Funktioniert diese Barriere nicht mehr ordentlich, geraten die
[1][Nervenzellen aus dem Gleichgewicht]. Es können sich Blutungen und
Entzündungen bilden. Bei Erkrankungen wie Multipler Sklerose, Epilepsie und
Schlaganfällen wird die Blut-Hirn-Schranke durchlässiger. Auch bei der
[2][Parkinson-Erkrankung], bei Gehirntumoren, [3][Alzheimer] und weiteren
Störungen des zentralen Nervensystems kann sie eine Rolle spielen.
Trotzdem suchen gerade mehrere Forschungsteams nach Wegen, die
Blut-Hirn-Schranke zu durchbrechen. Warum das?
So unentbehrlich sie ist, macht es die Barriere schwer, Medikamente in das
Gehirn zu bekommen. Behandlungen scheitern daher oft genau an dem
Mechanismus, der uns sonst schützt.
## Viele Forschungsansätze
Einen Ansatz dafür beschreibt ein [4][spanisch-japanisches Team in der
Fachzeitschrift Science Advances]. Sie nutzten eine Ultraschall-Methode, um
die Blut-Hirn-Schranke für kurze Zeit durchlässig zu machen. Zunächst
probierten sie es an Javaneraffen: Sie visierten ganz gezielt
Gehirnregionen an, die mit der Parkinson-Erkrankung zusammenhängen und in
die sie nun grün markiertes Virus mit einer angehängten Gentherapie
einschleusen wollten. Der Ultraschall brachte dabei mit geringer Frequenz
winzige Bläschen in den Blutgefäßen zum Schwingen, was wiederum die engen
Verbindungen zwischen den Gefäßzellen lockert und sie durchlässiger machte.
So konnten die Viren und somit die Gentherapie aus dem Blut ins Gehirn
gelangen. Auf ähnliche Weise behandelten die Forschenden daraufhin drei
Parkinson-Patienten. Die Hoffnung dabei war, die Therapie auf möglichst
wenig invasive Art in die betroffenen Zellen zu bekommen.
Zunächst einmal sollte die Studie zeigen, dass die Methode machbar und
sicher ist. Von einer klinischen Zulassung ist sie damit aber noch weit
entfernt und technisch längst nicht perfekt, erklärt Regine Heilbronn,
Leiterin der Arbeitsgruppe Gentherapie an der Klinik für Neurologie der
Charité Berlin. Anhand der grünen Markierungen kann man sehen, wie viele
der Viren es bis ins Hirn geschafft haben. Die sichtbare Verstärkung dort
sei allerdings nur gering – „viel zu gering, um darauf hoffen zu können,
dass therapeutische Gene zum Beispiel bei Parkinson funktionell wirksam
würden“. Insgesamt hält Regine Heilbronn die Methode für interessant, nun
müsse sie aber technologisch weiterentwickelt werden und eine Überlegenheit
gegenüber etablierten Gentherapie-Verfahren zeigen.

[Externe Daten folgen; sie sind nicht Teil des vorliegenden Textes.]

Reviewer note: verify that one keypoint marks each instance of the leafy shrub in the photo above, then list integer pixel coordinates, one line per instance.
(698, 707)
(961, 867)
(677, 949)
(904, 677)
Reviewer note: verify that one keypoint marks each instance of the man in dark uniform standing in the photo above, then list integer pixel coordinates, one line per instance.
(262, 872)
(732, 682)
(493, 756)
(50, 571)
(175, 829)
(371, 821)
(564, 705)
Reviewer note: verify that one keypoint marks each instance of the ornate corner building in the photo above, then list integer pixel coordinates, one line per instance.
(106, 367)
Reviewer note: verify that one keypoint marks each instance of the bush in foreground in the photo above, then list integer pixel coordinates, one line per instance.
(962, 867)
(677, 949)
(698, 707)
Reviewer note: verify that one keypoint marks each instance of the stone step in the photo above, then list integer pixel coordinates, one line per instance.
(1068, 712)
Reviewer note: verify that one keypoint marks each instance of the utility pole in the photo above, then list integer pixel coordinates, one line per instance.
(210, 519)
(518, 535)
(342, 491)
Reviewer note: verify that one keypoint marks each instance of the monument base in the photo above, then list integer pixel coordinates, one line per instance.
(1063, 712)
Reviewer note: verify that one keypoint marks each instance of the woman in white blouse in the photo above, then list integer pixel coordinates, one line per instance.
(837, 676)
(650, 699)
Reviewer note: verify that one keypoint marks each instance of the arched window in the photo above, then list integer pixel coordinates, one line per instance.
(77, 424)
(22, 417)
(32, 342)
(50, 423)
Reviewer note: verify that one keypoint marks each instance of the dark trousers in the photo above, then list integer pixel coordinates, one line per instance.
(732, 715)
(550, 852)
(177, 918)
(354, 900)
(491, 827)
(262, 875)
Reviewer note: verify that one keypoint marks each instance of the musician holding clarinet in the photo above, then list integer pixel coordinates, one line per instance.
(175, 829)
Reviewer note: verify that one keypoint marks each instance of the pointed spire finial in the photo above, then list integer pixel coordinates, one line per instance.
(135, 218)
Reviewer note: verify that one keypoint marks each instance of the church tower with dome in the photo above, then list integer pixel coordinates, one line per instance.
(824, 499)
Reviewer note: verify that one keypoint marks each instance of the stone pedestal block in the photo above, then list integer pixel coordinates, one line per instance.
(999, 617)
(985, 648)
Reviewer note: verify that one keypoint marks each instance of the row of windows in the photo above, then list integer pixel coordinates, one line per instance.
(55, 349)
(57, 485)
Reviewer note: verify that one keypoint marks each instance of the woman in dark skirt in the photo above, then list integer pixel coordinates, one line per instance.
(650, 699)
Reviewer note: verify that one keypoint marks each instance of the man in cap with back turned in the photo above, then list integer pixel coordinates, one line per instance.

Ultraschall wird derzeit noch in [5][verschiedenen] [6][anderen]
Forschungsgruppen untersucht. Im Detail unterscheiden sich die Studien ein
wenig, auch das Ziel ist nicht das gleiche, aber letztendlich geht es immer
darum, irgendetwas ins Gehirn hineinzubekommen.
Daneben gibt es noch eine Reihe anderer Ansätze, um Medikamente über die
Blut-Hirn-Schranke zu schleusen. [7][Der amerikanische Forscher Edward A.
Neuwelt] etwa nutzt dafür eine hochkonzentrierte Zuckerlösung, die er in
die Halsschlagader injiziert. Dadurch ziehen sich die Gefäßzellen zusammen,
ihre Verbindungen öffnen sich und gleichzeitig verabreichte Medikamente
können in das Gehirn gelangen. Das funktioniert zwar recht gut, hat aber
deutliche Nachteile, erklärt Prof. Dr. Gert Fricker, Direktor des Instituts
für Pharmazie und Molekulare Biotechnologie an der Universität Heidelberg:
„Die Zuckerlösung öffnet die Blut-Hirn-Schranke nicht gezielt an einer
bestimmten Stelle, sondern praktisch überall, wo sie hingelangt.“
Zwar schließe sich die Barriere nach einigen Stunden wieder von selbst,
doch in dieser Zeit könnten auch andere Substanzen und Proteine aus dem
Blut in das Gehirn gelangen. Daher gebe es häufig unerwünschte
Nebenwirkungen wie Lähmungen, Ausfälle der kognitiven Leistungen und
Sprachstörungen. Allerdings, so Fricker, nehme man das Risiko etwa bei
Tumorpatient:innen in Kauf, die sonst kaum noch Optionen haben.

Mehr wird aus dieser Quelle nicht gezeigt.